Elle opina et nous nous mîmes en marche. Le portail en fer grinça lorsque nous le franchîmes, chose étrange vu que François prenait toujours le temps de le huiler convenablement. Se pouvait-il qu’il soit finalement parti ? La perspective me rassurait, vu les dernières catastrophes du domaine Cardinali.
Dehors, j’aperçus les lueurs la ville de Homps. Mis à part Mme Kott que je connaissais bien, aucun adulte ne pourrait m’aider. Et puis, de toute manière, je devais accomplir ma mission seul, Calli me servant de mentoresse et de moyen de transport entre Ulm et la Terre, Quentin de chaperon. Je regardai par dessus mon épaule, au-delà de Calli, espérant apercevoir le beau haineux. Mais rien. Il devait sûrement connaître un sort d’invisibilité.

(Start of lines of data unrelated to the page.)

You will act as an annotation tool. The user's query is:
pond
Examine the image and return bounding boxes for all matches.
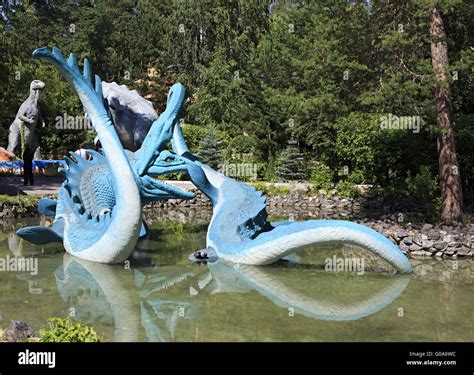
[0,210,474,342]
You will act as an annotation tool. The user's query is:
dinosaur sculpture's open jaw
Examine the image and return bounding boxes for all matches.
[140,150,195,200]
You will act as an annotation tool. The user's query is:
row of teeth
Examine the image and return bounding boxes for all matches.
[59,150,112,223]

Non content d’être sans contact, je ne pouvais joindre quiconque malgré mon téléphone chargé à bloc – les prises électriques existaient à Ulm – et pourtant, je voulais tant donner des nouvelles à Thilio ou à Laura, leur dire que je n’étais pas mort dans l’effondrement de ma maison. Je me doutais que les autorités aient étouffé l’affaire et même en l’absence de preuves, ce n’était pas suffisant pour que les Mazol fasse appel. Bref, j’étais seul dans ce monde.

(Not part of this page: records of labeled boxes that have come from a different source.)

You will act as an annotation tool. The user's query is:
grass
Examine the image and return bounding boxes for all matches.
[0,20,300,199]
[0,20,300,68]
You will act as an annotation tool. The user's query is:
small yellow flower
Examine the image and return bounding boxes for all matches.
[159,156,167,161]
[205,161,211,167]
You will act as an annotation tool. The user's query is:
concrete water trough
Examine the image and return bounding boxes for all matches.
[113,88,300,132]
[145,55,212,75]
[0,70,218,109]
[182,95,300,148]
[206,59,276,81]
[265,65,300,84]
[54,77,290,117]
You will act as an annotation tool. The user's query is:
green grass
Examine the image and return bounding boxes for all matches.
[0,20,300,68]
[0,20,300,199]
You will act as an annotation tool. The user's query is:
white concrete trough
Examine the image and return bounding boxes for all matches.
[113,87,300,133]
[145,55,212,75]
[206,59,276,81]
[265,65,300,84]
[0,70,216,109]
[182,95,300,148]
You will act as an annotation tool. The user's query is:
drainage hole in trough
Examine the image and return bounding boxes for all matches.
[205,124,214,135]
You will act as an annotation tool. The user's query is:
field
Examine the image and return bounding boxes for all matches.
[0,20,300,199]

— As-tu une piste à suivre ? s’enquit la Synergiste.
— Une seule. Un type qui s’appelle Kilian Emula et qui est dans mon école.
— Je sais que vous autres humains dormez la nuit…

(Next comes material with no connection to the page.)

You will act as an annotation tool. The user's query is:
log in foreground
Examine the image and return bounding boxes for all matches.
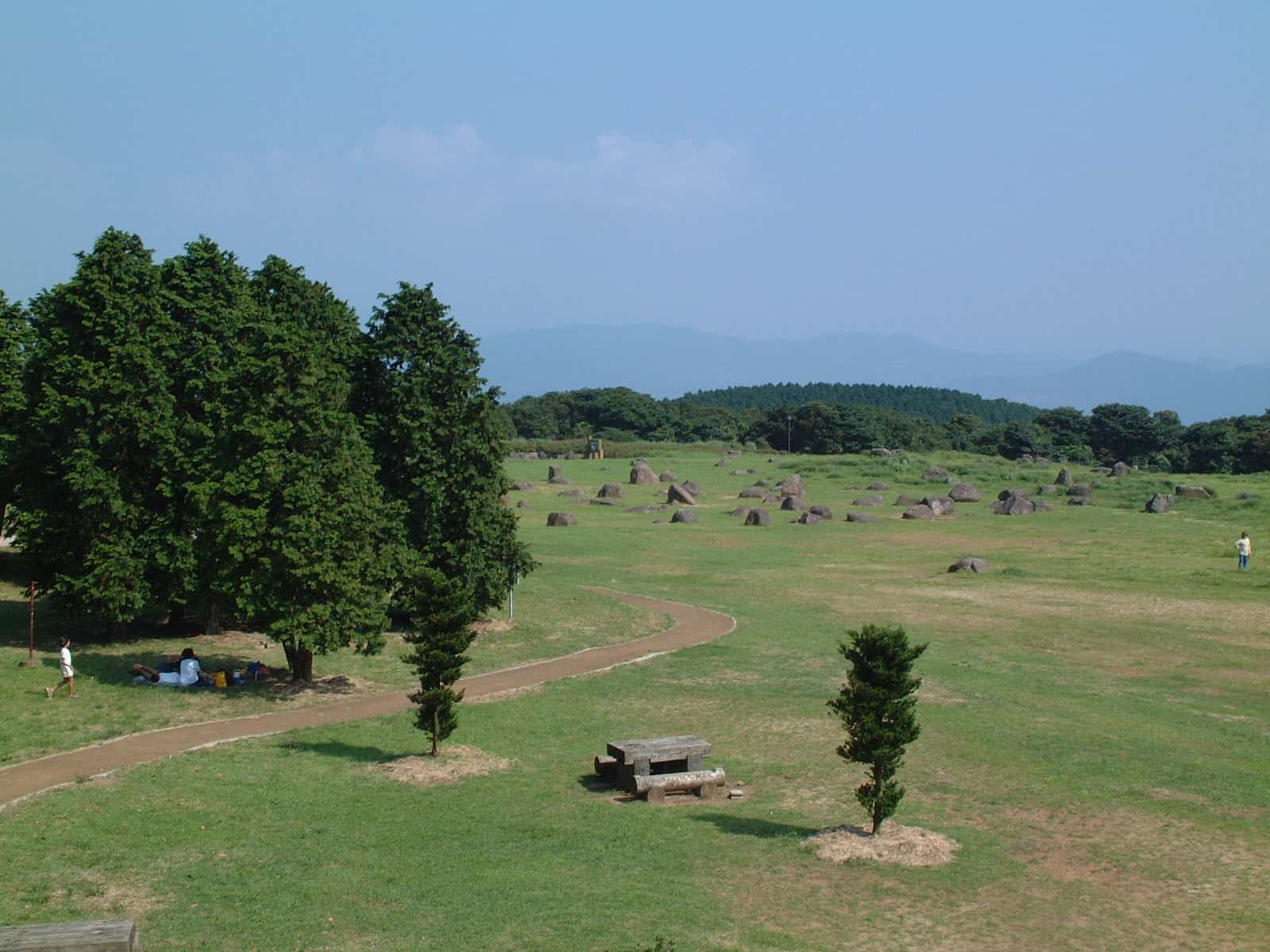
[0,919,141,952]
[633,766,728,797]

— Oui, je sais où il habite, répondis-je à la question sous-jacente. Seulement, je me vois mal débarquer chez lui et dire « Eh, salut ! Tu saurais pas où se trouvent les Rats Bleus ? ».
— Je te laisse réfléchir quand à la marche à suivre…
—…mais je me débrouilles seul, oui, oui !
Elle me sourit affectueusement.
— Tu grandis, c’est normal d’avoir peur. Je suis là, si tu as besoin de conseil.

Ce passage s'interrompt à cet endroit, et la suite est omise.